I felt frustrated at the way things weren’t going. Why was I not out lunching with my multitude of friends? Why wasn’t I progressing on that project? Why did I have nothing to show for all the work and hours I felt I’d invested in that… writing piece…garden…friendship? It all made me feel bad.
And then I started to think, what was that all about? Why was I expecting people to communicate with me in ways they couldn’t? Or expecting a garden or blog following to grow that I had not cultivated? Why was I so intent on having things a certain way or no way at all? The dead ends were of my construction and my head was beginning to hurt from banging into them.
There’s something I like to refer to as the “point of diminishing returns”. When your total investment plus expectations are not paid back or the effort has outweighed the payback, you need to be done. I am aware that letting go of hope for a change can be extremely hard. Especially in instances like marriage when you value the concept and paper that the union stands on. Having already invested so much, you are unwilling to admit it was never worth it. That was how I felt in my first marriage. But finally, I admitted defeat and left.

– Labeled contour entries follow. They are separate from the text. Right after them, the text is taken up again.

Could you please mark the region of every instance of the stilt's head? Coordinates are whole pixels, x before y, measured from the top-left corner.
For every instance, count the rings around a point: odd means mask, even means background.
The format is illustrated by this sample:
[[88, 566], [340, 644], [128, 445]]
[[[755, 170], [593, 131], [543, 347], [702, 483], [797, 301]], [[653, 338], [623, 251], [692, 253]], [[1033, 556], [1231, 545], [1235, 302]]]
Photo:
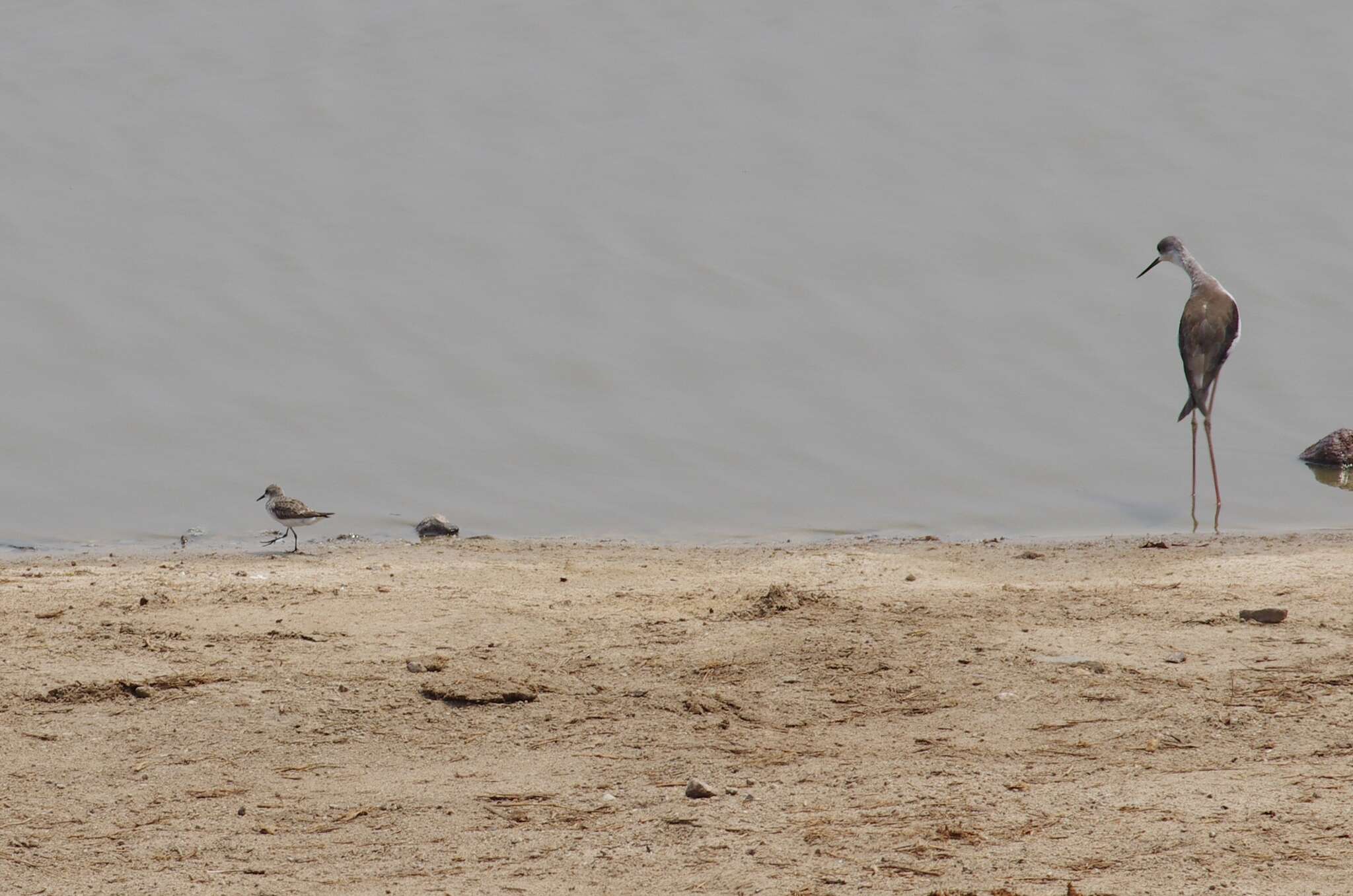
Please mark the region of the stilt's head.
[[[1155, 261], [1153, 261], [1151, 264], [1149, 264], [1146, 266], [1146, 270], [1150, 270], [1151, 268], [1154, 268], [1155, 265], [1161, 264], [1162, 261], [1170, 261], [1170, 262], [1174, 262], [1176, 265], [1178, 265], [1180, 268], [1183, 268], [1184, 266], [1184, 253], [1187, 253], [1187, 251], [1188, 250], [1184, 249], [1184, 243], [1180, 242], [1178, 237], [1166, 237], [1161, 242], [1155, 243]], [[1146, 270], [1143, 270], [1142, 274], [1145, 274]], [[1142, 274], [1137, 274], [1137, 276], [1141, 277]]]

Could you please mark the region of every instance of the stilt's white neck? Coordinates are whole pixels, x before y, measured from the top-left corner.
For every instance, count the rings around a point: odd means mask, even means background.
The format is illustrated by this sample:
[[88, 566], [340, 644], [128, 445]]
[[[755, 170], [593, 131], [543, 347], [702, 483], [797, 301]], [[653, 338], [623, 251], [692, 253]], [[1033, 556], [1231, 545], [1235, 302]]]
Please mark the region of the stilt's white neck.
[[1193, 258], [1187, 249], [1178, 253], [1178, 258], [1172, 261], [1184, 269], [1184, 273], [1188, 274], [1188, 280], [1195, 288], [1216, 282], [1216, 278], [1203, 270], [1203, 265], [1197, 264], [1197, 258]]

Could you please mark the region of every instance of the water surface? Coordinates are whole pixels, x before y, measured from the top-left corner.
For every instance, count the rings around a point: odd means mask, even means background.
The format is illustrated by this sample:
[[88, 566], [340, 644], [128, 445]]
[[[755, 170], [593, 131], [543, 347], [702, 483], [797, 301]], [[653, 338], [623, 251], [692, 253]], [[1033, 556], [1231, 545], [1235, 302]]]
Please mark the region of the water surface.
[[1170, 232], [1223, 528], [1353, 519], [1348, 4], [3, 20], [0, 542], [1187, 528]]

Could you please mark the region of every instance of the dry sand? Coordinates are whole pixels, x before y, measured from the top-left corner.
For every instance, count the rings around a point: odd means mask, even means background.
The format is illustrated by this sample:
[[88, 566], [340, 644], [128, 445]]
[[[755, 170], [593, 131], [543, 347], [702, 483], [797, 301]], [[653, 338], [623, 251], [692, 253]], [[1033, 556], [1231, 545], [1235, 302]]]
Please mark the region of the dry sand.
[[1142, 541], [20, 557], [0, 892], [1353, 891], [1353, 535]]

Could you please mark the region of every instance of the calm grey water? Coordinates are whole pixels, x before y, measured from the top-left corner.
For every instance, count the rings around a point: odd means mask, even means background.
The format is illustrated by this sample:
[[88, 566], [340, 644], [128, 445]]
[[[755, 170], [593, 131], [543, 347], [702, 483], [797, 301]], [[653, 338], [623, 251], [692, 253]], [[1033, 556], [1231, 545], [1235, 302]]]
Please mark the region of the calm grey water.
[[0, 22], [0, 541], [1187, 528], [1172, 232], [1223, 530], [1353, 522], [1349, 4]]

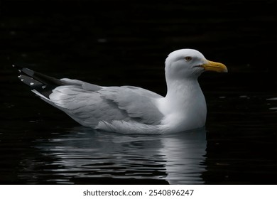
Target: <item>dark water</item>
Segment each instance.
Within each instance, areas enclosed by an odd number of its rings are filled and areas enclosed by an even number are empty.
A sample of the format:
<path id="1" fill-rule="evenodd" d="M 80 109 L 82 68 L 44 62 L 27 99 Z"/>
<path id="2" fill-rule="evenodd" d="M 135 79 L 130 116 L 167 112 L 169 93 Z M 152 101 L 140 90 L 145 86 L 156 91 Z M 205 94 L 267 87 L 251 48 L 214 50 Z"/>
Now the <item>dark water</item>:
<path id="1" fill-rule="evenodd" d="M 0 183 L 277 183 L 275 1 L 90 1 L 0 4 Z M 80 127 L 11 67 L 164 95 L 164 60 L 182 48 L 229 72 L 199 80 L 205 129 L 171 135 Z"/>

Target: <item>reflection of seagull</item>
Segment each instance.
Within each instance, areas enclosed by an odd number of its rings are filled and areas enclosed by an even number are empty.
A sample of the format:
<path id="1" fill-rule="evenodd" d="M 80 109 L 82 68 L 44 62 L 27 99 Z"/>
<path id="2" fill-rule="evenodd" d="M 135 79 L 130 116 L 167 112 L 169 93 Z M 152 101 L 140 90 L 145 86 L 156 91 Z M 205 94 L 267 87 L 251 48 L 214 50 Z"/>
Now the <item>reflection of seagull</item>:
<path id="1" fill-rule="evenodd" d="M 131 86 L 102 87 L 77 80 L 58 80 L 18 68 L 19 78 L 44 101 L 83 126 L 104 131 L 165 133 L 205 126 L 206 102 L 197 82 L 205 70 L 227 72 L 200 52 L 183 49 L 165 60 L 165 97 Z"/>

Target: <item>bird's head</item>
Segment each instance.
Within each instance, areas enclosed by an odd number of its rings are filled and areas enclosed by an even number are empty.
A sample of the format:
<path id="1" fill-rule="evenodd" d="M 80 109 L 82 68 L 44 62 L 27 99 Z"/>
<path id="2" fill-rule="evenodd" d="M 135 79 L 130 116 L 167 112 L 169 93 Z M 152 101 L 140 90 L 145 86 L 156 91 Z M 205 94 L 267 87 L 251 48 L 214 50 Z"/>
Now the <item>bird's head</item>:
<path id="1" fill-rule="evenodd" d="M 227 67 L 220 63 L 207 60 L 199 51 L 181 49 L 172 52 L 165 60 L 167 77 L 197 78 L 205 70 L 227 72 Z"/>

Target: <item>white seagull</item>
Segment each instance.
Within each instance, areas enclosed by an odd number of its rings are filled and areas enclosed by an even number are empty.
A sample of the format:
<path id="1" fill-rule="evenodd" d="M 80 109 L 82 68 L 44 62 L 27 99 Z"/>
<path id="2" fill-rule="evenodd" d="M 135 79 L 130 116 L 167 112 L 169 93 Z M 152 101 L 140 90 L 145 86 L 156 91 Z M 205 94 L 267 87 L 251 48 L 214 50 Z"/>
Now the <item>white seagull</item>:
<path id="1" fill-rule="evenodd" d="M 141 87 L 102 87 L 14 67 L 34 93 L 80 124 L 131 134 L 174 133 L 205 127 L 206 102 L 197 78 L 205 70 L 227 72 L 224 65 L 207 60 L 196 50 L 173 51 L 165 60 L 168 90 L 163 97 Z"/>

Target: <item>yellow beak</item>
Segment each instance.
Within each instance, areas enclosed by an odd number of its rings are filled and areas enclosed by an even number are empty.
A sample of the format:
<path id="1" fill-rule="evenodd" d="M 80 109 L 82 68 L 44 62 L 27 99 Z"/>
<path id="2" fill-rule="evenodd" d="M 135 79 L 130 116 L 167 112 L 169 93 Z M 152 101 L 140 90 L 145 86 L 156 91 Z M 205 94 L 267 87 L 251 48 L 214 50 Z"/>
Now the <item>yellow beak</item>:
<path id="1" fill-rule="evenodd" d="M 218 72 L 227 72 L 228 69 L 224 64 L 207 60 L 207 63 L 201 65 L 205 70 L 212 70 Z"/>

Being done can seem like admitting to failure and to being human. Yet cutting your losses can also be the most compassionate thing you can do for yourself, your friend, your career, your siblings, and your marriage partner. A chance to stop expecting stuff they and you can’t deliver. To set all free from unreasonable expectations without blame. To simply say, this isn’t working for me if that is what you have discovered. No blame or shame in that game. It’s life. Perhaps the beginning to the life you’ve not allowed yourself to have thus far.